Architecture / June 25, 2018 / .
The availability, location and capacity of existing utilities must be considered in the design. Connecting to these may involve significant costs particularly where they are inconveniently located or are distant from the site. For example septic tanks or pumping plant may be required to drain a site, easements may be required to cross neighbouring land, and diversions of live services may be required to accommodate the development.
Procurement refers to the process of obtaining goods and services from another for some consideration. They describe the process as being simple in theory – balancing quality, time and cost priorities, but complicated in practice by legislation, the need to achieve value for money, demonstrate accountability and coordinate consultant and contractual roles and obligations to achieve a satisfactory outcome. The procurement strategy identifies how the project is structured and establishes where responsibility for design is to be placed, how the work is to be co-ordinated, and on what price basis the contract is to be awarded. The procurement strategy also directly affects the level of risk borne by the contractor and leads to choices regarding the conditions under which the work will be executed. These risks must be appraised and managed by the contractor and has a direct impact on the price tendered by the Contractor
The site topography i.e. the natural site features, ground conditions and obstructions, existing and adjoining building, and underground and over-ground services all impact on how the building is designed and subsequently constructed. The nature of each site must be individually checked to establish potential problems. Greenfield developments cost less than brownfield sites which may incur significant demolition, site clearance and remediation costs. Heavily sloped sites require extensive stepping or cut and fill operations and such sites may be dangerous and adversely affect the working conditions and productivity of operatives and plant output. Sites with poor loadbearing capacity will require more expensive foundations while exposed or waterlogged sites will also reduce overall productivity. The cost of dealing with unforeseen ground conditions, archaeological finds and encountering uncharted buried services may be substantial and will be borne by either the client or contractor, depending on the form of contract employed.

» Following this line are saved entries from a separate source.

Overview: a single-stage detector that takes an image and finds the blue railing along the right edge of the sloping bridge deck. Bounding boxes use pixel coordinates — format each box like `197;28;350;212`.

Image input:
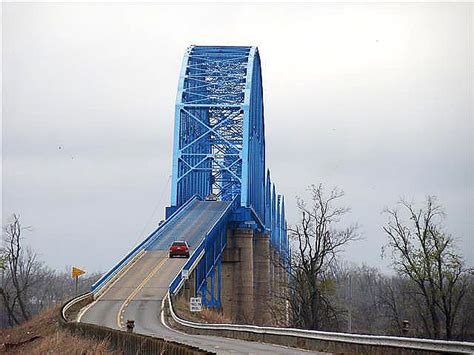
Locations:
169;197;238;294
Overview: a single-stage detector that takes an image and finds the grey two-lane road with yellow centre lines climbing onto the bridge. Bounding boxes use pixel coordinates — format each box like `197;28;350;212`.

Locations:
79;202;330;354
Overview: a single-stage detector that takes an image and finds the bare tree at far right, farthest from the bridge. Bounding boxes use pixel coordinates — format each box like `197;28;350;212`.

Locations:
382;196;468;339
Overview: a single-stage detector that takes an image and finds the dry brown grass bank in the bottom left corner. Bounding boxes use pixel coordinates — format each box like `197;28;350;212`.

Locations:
0;308;112;354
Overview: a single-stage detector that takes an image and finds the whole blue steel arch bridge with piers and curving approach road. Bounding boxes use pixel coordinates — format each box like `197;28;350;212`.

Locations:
65;46;474;354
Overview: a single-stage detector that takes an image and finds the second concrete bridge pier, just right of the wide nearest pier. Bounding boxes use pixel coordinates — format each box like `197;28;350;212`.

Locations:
254;234;270;325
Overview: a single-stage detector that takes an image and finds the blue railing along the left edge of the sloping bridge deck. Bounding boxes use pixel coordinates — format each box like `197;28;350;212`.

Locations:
91;195;198;293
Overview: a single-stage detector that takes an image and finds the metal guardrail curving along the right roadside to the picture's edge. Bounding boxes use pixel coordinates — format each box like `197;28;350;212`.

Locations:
167;293;474;354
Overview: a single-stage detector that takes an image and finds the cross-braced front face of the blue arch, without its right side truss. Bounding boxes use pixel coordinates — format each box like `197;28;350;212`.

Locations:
172;47;253;210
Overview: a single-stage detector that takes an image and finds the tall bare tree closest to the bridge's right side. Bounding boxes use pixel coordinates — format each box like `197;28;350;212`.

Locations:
287;185;359;329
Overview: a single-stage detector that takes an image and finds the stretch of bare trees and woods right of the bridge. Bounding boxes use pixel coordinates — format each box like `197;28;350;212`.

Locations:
279;185;474;340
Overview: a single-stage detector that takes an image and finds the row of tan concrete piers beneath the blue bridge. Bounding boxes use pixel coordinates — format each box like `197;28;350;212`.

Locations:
221;228;288;325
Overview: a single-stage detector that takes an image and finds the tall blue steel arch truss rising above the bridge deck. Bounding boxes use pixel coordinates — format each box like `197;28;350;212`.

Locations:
171;46;265;220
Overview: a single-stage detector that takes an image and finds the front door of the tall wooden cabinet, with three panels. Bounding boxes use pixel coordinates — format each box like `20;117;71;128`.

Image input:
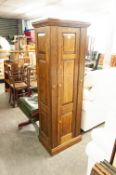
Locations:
58;27;80;144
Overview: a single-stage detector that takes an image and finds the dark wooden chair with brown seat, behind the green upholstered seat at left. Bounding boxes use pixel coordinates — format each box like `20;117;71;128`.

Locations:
8;66;30;107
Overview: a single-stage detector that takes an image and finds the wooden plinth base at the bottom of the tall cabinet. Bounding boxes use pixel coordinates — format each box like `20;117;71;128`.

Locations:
39;135;82;156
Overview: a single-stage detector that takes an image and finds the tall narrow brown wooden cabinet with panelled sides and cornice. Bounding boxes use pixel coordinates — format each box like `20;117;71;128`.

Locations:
33;19;89;155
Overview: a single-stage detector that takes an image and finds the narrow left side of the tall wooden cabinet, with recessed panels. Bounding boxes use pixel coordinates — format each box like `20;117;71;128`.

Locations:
37;27;50;142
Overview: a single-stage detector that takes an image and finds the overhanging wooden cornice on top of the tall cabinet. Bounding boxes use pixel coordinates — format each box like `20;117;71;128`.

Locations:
33;18;90;28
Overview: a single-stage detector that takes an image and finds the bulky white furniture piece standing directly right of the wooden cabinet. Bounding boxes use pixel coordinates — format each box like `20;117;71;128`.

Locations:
81;67;116;131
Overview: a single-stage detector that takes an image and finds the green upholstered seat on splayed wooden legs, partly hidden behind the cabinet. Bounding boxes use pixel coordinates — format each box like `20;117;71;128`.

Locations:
18;94;39;131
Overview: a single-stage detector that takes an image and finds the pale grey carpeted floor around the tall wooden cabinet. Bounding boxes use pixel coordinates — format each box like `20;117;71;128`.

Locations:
0;93;91;175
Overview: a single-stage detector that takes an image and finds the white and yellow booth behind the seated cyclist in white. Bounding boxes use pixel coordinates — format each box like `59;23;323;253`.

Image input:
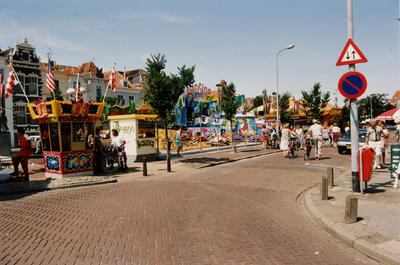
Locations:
108;104;158;163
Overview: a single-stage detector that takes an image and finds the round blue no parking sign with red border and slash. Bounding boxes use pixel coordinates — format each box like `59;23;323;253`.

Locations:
338;71;367;99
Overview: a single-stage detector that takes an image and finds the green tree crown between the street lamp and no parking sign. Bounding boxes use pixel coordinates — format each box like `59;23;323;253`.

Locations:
300;82;330;120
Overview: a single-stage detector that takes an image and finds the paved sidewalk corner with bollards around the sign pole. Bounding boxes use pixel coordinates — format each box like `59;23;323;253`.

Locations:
305;161;400;264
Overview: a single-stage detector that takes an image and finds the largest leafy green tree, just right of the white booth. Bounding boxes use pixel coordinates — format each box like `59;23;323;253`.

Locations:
144;54;195;156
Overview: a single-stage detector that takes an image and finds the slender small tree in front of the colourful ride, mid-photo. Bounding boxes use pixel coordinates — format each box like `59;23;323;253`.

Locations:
221;83;240;153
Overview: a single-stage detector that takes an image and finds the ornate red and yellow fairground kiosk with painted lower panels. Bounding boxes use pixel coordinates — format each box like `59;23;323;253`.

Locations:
28;100;104;179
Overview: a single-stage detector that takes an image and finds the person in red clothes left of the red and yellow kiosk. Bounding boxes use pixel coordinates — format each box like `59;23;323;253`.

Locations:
10;127;31;181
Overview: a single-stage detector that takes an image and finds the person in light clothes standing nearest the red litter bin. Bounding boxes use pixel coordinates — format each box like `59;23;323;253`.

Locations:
365;119;386;169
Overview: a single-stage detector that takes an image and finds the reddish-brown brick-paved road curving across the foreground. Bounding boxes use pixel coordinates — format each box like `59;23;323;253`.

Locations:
0;149;382;264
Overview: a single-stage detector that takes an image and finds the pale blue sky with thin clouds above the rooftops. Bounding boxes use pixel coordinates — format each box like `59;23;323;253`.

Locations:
0;0;400;106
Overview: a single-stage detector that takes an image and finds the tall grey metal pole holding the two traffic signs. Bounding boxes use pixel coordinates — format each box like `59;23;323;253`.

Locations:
347;0;360;192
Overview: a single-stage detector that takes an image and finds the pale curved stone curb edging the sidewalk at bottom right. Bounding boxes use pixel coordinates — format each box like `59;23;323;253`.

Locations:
305;188;400;264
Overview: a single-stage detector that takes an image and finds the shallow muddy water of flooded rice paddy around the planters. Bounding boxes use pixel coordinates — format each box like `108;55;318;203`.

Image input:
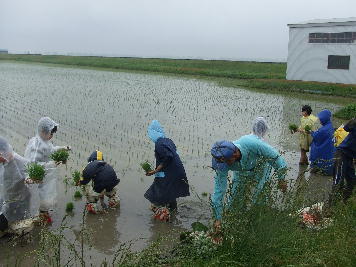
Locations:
0;63;344;263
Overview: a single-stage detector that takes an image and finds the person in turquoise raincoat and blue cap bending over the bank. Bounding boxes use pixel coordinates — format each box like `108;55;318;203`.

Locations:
211;120;287;229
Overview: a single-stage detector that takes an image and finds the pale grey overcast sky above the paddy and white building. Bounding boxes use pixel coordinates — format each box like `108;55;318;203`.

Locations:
0;0;356;60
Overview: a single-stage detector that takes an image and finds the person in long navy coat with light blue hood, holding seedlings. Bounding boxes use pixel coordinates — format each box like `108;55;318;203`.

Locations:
145;120;190;221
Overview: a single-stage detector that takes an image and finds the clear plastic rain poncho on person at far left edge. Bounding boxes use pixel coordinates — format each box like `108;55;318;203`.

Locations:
0;137;31;223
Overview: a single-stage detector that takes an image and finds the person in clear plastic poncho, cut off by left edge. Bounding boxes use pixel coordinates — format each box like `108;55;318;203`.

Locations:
0;137;33;237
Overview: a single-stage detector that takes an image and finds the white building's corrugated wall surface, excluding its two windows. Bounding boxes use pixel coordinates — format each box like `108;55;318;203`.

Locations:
287;25;356;84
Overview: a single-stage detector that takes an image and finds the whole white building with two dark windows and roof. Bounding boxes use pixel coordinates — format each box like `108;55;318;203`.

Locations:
287;18;356;84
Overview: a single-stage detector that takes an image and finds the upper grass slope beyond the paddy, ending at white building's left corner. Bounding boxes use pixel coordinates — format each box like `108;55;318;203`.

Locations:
0;55;286;79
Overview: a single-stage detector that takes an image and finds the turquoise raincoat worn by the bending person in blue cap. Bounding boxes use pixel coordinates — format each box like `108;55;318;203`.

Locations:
211;134;287;220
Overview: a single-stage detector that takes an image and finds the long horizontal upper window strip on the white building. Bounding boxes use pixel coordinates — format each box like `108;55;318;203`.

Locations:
309;32;356;44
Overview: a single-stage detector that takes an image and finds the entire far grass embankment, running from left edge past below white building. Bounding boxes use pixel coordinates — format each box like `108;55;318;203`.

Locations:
0;54;356;103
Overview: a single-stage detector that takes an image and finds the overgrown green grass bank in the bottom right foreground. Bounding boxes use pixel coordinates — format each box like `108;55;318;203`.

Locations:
122;188;356;267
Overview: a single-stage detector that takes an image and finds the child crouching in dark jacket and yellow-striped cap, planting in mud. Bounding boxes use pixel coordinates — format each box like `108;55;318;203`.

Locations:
77;150;120;214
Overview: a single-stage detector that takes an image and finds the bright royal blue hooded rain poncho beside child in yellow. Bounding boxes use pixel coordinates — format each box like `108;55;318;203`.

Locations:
310;109;335;175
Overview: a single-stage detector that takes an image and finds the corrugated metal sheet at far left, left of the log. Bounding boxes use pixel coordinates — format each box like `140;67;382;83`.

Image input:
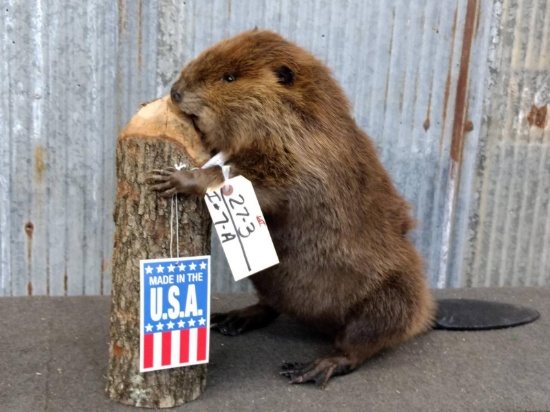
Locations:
0;0;117;295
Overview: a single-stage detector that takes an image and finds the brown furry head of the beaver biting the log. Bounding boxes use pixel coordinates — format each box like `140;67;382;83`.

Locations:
171;30;349;153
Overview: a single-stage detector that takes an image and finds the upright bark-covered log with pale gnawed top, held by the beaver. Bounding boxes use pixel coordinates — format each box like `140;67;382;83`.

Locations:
106;97;211;408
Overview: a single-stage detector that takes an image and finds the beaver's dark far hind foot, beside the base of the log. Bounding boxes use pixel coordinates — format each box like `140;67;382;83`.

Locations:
210;303;279;336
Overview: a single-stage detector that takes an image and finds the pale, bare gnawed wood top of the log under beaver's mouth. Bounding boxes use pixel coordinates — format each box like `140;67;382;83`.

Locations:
119;96;210;167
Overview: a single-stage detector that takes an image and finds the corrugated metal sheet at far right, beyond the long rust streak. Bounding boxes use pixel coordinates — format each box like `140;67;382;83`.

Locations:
462;0;550;286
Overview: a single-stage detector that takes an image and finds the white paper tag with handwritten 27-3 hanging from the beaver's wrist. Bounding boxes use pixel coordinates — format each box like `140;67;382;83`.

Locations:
204;176;279;280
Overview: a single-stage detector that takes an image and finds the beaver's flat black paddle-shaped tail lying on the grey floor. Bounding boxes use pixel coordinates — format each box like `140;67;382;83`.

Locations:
435;299;540;330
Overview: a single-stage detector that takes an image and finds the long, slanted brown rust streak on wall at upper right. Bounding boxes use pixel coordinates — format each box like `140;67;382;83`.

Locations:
451;0;477;165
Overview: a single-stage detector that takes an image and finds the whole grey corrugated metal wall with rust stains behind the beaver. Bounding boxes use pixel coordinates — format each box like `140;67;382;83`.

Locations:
0;0;550;296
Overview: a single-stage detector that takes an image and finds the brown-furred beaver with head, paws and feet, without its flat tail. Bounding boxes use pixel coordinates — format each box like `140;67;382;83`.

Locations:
152;31;434;386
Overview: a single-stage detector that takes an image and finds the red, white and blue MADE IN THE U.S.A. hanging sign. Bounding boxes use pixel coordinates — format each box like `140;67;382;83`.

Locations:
139;256;210;372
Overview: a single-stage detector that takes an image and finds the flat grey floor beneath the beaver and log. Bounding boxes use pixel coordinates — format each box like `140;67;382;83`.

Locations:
0;288;550;412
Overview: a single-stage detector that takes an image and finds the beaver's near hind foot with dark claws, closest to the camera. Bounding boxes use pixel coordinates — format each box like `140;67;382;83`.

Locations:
280;356;352;389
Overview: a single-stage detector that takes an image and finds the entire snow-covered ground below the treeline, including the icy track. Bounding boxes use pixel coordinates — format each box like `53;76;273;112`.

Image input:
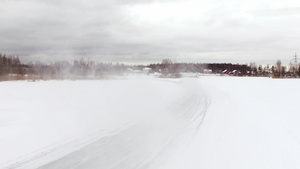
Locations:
0;76;300;169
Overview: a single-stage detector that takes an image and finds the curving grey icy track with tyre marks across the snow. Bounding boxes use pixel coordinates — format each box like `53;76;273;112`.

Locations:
5;79;210;169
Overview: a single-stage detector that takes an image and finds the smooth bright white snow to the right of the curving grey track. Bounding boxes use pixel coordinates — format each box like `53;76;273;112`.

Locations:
163;77;300;169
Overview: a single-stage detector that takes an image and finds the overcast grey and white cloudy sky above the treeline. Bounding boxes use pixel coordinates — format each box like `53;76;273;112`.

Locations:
0;0;300;64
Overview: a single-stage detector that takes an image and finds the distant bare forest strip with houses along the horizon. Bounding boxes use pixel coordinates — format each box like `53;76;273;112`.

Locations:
0;54;300;81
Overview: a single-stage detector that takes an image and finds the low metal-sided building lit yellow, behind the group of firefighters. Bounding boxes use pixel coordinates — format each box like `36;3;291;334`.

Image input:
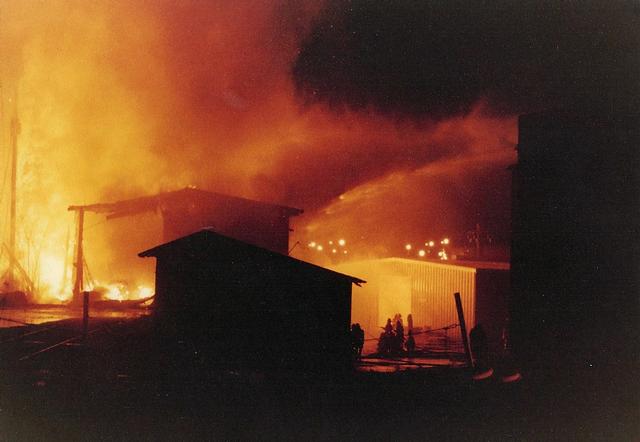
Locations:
337;258;510;343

The materials specified and the proposed construction details will have an important bearing on the cost of the project. The relationship of quality to cost has been commented on above, and buildings which incorporate high quality and innovative features are invariably more expensive than those which are purely functional. The choice depends on what the client is willing to pay. The materials, nevertheless, should be appropriate for their use; over-specification is wasteful.